IV. In order to rely on Rule 14a-2(b)(3) under the Exchange Act, a proxy advisory firm that provides consulting services to a company on a matter that is the subject of a voting recommendation, or provides a client with a voting recommendation on a proposal sponsored by another client, must evaluate whether the relationship with the company or shareholder proponent is significant and/or whether the proxy advisory firm has a material interest in the matter to be voted upon. The particular facts and circumstances will dictate whether a relationship is significant or what constitutes a material interest. The SEC has stated that a relationship generally will be considered significant or a material interest will exist if knowledge of the relationship or interest would reasonably be expected to affect the recipient’s assessment of the reliability and objectivity of the proxy advisory firm and the adviser. The SEC has specifically noted that to the extent the identity of a shareholder proponent is not known to the proxy advisory firm, there is generally no duty to investigate the identity of such proponent.

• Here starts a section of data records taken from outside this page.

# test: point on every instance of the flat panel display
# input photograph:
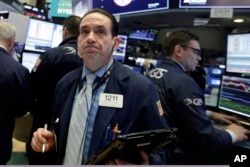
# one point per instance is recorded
(146, 34)
(29, 59)
(238, 53)
(39, 35)
(130, 6)
(235, 95)
(135, 68)
(42, 35)
(57, 35)
(214, 3)
(120, 53)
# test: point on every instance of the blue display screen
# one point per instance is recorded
(130, 6)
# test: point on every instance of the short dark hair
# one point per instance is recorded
(72, 24)
(114, 26)
(177, 38)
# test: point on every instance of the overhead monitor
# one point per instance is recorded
(213, 82)
(135, 68)
(214, 3)
(130, 6)
(235, 95)
(39, 35)
(238, 53)
(120, 53)
(34, 12)
(42, 35)
(144, 34)
(57, 35)
(29, 59)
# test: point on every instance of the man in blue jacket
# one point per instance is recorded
(48, 70)
(121, 98)
(15, 92)
(183, 104)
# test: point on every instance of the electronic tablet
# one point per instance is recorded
(127, 146)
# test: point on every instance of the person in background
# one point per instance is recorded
(96, 43)
(199, 75)
(183, 105)
(15, 90)
(48, 70)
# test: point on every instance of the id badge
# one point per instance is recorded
(111, 100)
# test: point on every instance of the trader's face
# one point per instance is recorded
(95, 42)
(191, 55)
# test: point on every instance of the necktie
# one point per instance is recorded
(77, 128)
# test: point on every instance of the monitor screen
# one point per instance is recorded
(39, 35)
(57, 35)
(130, 6)
(29, 59)
(136, 68)
(213, 82)
(120, 53)
(235, 95)
(147, 34)
(238, 53)
(34, 12)
(214, 4)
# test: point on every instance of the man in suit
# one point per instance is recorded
(115, 84)
(48, 70)
(183, 104)
(15, 92)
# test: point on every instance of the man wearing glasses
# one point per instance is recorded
(183, 104)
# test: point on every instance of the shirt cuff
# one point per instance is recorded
(233, 136)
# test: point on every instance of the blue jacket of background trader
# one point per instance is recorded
(184, 107)
(15, 100)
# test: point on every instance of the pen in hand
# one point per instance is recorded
(45, 129)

V. In the event that a proxy advisory firm relying on the exemption provided by Rule 14a-2(b)(3) determines that a significant relationship or a material interest exists that would require disclosure to a client, the proxy advisory firm must provide such disclosure to the recipient of the proxy voting advice that would enable the recipient to understand the nature and scope of the relationship or interest, including the steps taken, if any, to mitigate the conflict, and provide sufficient information to allow the recipient to make an assessment about the reliability or objectivity of the recommendation by the proxy advisory firm. Boilerplate language disclosure regarding a significant relationship or material interest is not sufficient for purposes of relying on Rule 14a-2(b)(3).
VI. The proxy advisory firm has an affirmative duty to provide the disclosure to its client rather than providing the information only upon request from the client. The proxy advisory firm may provide the disclosure publicly or privately between itself and the client in any way that will allow the client to receive the disclosure at or about the same time that the client receives the proxy voting advice.
The SEC has advised that investment advisers and proxy advisory firms may want or need to make changes to their current systems and processes in light of this guidance. The SEC stated that all changes should be made promptly, but in any event in advance of next year’s proxy season.